Optimization of medical therapy during discharge planning is vital for improving patient outcomes after hospitalization for acute myocardial infarction (AMI). However, limited information is available about recent trends in the prescribing of evidence-based medical therapies in these patients, especially from a population-based perspective. We describe decade-long trends in the discharge prescribing of aspirin, angiotensin-converting enzyme inhibitors/angiotensin receptor blockers, β blockers, and statins in hospital survivors of AMI. The study population consisted of 5,253 patients who were discharged from all 11 hospitals in central Massachusetts after AMI in 6 biennial periods from 2001 to 2011. Combination medical therapy (CMT) was defined as the prescription of all 4 cardiac medications at hospital discharge.
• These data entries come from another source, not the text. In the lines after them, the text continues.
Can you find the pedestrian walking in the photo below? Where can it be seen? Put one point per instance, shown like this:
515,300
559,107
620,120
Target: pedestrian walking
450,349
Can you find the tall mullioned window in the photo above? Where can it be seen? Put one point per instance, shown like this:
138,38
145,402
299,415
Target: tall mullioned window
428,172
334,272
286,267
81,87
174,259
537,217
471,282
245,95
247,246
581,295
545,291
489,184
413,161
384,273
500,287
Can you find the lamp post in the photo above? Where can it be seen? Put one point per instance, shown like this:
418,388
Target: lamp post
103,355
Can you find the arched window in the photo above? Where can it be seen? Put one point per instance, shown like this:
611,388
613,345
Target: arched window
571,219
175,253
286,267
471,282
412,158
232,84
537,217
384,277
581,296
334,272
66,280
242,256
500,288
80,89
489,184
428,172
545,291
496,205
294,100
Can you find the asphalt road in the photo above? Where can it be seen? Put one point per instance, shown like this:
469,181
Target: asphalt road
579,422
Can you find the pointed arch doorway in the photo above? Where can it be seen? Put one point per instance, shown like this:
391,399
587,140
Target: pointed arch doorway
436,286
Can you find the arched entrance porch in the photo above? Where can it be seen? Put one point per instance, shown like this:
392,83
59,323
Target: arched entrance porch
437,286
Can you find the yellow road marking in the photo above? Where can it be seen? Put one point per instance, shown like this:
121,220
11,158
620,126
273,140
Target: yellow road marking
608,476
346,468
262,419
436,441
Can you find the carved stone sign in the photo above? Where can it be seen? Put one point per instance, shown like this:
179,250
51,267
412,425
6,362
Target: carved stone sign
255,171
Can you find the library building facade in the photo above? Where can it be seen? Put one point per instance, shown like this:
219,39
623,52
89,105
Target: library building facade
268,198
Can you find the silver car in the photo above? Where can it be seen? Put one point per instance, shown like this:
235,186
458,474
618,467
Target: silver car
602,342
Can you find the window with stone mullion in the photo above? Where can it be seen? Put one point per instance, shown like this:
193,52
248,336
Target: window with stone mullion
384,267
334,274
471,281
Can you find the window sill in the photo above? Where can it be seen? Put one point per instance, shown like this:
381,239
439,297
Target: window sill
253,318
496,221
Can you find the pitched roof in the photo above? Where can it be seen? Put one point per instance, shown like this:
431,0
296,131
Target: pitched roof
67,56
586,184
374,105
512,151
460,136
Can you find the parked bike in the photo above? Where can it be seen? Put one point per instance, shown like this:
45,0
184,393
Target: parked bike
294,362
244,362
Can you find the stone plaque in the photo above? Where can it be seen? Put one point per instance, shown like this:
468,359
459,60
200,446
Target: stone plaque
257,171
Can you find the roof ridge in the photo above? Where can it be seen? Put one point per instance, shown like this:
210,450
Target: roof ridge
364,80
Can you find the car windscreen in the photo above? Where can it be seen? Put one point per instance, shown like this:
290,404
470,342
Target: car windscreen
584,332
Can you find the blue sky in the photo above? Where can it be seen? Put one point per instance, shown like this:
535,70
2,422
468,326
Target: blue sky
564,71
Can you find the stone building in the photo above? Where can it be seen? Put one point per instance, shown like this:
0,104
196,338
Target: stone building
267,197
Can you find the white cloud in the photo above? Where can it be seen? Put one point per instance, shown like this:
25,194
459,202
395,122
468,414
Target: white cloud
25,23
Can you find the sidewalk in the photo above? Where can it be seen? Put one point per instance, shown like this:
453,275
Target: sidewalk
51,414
The average age of this patient population was 69.2 years and 57.7% were men. Significant increases were observed in the use of CMT, from 25.6% in 2001 to 48.7% in 2011, with increases noted for each of the individual cardiac medications examined. Subgroup analysis also showed improvement in discharge prescriptions for P2Y12 inhibitors in patients who underwent a percutaneous coronary intervention. Presence of a do-not-resuscitate order, before co-morbidities, hospitalization for non-ST-segment elevation myocardial infarction, admission to a nonteaching hospital, and failure to undergo cardiac catheterization or a percutaneous coronary intervention were associated with underuse of CMT. In conclusion, our study demonstrates encouraging trends in the prescribing of evidence-based medications at hospital discharge for AMI. However, certain patient subgroups continue to be at risk for underuse of CMT, suggesting the need for strategies to enhance compliance with current practice guidelines.